The Peña-Rodriguez jury deliberated for twelve hours. Assessing the impact of a handful of biased statements on that entire deliberative process is a daunting challenge for a judge. It may require examining individual jurors one by one. This again implicates the interests about juror harassment and finality of verdicts that justified the rule against impeachment in the first place. Nevertheless, in those (probably rare) cases where this type of evidence emerges, it will now be up to trial courts to undertake that inquiry, with little guidance from the Supreme Court on how to proceed.

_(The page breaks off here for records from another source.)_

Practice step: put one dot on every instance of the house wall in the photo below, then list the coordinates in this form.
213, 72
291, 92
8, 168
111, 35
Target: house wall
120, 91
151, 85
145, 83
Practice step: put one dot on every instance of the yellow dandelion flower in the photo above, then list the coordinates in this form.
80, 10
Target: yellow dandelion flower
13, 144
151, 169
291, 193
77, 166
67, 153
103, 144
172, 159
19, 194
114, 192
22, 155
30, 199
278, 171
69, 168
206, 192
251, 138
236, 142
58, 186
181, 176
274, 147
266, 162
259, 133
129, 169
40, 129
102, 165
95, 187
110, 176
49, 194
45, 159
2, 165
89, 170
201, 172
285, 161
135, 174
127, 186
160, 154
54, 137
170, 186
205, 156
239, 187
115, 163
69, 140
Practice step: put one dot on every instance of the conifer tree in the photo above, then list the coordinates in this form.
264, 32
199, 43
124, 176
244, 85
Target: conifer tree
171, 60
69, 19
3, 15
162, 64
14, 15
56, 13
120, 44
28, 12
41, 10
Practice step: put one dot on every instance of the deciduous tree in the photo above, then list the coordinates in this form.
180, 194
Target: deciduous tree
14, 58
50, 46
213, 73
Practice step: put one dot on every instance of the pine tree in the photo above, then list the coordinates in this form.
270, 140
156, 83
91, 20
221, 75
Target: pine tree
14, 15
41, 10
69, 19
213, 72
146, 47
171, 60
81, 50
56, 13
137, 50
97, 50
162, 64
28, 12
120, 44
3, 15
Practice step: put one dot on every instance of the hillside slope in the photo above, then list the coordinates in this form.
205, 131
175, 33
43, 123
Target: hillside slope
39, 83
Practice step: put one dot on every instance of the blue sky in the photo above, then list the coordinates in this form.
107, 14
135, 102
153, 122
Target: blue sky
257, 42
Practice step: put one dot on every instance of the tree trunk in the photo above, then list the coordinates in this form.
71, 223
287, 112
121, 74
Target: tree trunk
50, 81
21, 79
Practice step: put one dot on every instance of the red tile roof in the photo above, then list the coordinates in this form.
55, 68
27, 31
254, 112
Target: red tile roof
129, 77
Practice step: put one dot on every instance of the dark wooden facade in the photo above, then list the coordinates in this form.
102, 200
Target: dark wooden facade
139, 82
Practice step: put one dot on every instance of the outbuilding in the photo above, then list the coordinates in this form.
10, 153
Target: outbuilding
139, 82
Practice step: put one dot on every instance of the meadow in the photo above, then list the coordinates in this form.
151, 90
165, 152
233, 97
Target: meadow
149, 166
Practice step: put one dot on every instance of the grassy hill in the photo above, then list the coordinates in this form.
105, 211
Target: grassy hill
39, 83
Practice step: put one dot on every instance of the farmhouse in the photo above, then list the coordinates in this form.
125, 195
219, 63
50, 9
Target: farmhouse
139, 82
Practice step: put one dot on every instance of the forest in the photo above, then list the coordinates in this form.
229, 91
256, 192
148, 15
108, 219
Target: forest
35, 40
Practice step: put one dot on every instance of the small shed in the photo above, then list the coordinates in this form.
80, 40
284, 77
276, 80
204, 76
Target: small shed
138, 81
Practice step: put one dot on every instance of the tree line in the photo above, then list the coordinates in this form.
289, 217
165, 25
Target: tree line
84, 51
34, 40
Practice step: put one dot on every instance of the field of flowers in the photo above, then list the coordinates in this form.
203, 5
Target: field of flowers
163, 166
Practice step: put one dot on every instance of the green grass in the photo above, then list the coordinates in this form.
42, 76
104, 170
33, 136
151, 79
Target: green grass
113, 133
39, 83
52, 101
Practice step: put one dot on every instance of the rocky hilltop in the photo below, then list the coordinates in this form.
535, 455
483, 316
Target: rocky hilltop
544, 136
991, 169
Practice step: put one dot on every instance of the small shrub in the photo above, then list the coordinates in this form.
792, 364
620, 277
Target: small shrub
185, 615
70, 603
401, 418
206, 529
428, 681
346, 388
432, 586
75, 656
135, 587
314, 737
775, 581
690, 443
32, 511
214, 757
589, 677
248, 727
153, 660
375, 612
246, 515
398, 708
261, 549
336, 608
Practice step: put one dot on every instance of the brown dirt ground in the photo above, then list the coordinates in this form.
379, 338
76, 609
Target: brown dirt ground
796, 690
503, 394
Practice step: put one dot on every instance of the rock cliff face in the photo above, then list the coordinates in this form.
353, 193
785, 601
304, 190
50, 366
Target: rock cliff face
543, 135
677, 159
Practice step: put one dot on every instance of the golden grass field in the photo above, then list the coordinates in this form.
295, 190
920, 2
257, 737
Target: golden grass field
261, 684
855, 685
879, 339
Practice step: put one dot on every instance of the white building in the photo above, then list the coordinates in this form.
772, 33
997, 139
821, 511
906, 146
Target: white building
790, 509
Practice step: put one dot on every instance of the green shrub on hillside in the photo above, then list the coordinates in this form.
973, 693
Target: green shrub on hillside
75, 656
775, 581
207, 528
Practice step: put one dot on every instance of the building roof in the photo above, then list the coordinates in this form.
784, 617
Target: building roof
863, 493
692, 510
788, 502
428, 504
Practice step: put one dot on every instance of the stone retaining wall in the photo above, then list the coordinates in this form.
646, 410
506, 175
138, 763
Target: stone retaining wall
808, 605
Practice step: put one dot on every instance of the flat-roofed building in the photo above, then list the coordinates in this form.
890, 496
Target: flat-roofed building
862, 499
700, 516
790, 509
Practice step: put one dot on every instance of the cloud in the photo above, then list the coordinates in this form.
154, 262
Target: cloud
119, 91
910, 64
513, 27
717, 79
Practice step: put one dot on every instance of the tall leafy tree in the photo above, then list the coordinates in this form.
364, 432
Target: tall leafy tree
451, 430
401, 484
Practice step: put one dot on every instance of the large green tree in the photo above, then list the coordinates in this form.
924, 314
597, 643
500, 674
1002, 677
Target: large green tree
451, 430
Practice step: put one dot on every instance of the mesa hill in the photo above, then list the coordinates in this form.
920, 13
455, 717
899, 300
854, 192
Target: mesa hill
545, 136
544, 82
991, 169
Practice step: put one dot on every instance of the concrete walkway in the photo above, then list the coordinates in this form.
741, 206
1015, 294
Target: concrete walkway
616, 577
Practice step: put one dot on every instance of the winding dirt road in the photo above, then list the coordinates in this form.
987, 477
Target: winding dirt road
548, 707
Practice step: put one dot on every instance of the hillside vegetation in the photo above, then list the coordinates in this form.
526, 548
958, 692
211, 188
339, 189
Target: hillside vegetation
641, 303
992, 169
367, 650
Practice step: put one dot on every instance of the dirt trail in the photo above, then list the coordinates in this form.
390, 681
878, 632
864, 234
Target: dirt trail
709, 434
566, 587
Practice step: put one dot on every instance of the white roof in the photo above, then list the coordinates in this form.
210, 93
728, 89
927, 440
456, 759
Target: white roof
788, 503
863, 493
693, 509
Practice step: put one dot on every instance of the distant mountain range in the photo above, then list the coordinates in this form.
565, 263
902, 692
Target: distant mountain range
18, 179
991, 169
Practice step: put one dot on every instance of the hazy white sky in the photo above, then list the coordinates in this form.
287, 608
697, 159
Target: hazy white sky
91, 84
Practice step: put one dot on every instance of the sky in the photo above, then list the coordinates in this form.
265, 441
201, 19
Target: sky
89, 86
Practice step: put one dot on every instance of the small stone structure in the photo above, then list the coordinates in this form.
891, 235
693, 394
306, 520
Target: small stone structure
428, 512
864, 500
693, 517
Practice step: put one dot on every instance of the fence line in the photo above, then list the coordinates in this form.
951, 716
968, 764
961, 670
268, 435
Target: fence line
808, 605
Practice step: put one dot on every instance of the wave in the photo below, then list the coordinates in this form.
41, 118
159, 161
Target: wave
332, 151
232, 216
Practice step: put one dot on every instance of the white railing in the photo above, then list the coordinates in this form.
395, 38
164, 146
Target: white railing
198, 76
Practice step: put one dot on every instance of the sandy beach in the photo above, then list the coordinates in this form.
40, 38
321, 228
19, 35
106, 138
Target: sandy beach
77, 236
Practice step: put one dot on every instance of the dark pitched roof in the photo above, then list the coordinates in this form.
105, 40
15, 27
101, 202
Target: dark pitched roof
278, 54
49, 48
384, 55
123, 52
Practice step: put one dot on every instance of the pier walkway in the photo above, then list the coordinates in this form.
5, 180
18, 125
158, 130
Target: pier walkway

Amending Rule 606, and Schools of Constitutional Interpretation
Now that the Court has constitutionalized the right to challenge some deliberations, it would make sense for Congress to amend Federal Rule of Evidence 606(b) to make something like the Iowa rule the federal standard. Challenges to jury verdicts should be allowed if there is evidence of any kind of improper bias or animus during deliberations. It makes little sense to wait for years while lower courts try to sort out whether Peña-Rodriguez requires them to entertain challenges based on other forms of discrimination.
A final side note: in light of the upcoming confirmation hearings for the nomination of Neil Gorsuch to the Supreme Court, the different schools of constitutional interpretation highlighted in Peña-Rodriguez are particularly interesting. With its concluding flourish about a maturing legal system confronting the country’s history of racial discrimination, the majority embraced a “living Constitution,” where constitutional norms grow and adapt to support a developing society. The dissenters, on the other hand, represent a classic textualist or originalist view. They interpret the Constitution strictly based on its text and how it was understood at the time it was adopted.
Judge Gorsuch falls squarely within the originalist school of interpretation, as did the man whose seat he would fill, Justice Scalia. It seems likely that if he had been on the Court, Gorsuch would have sided with the dissenters and it would have been a 5-4 decision. This is one of those areas where replacing Justice Scalia with Justice Gorsuch probably would not result in a significant shift in the balance of the Court.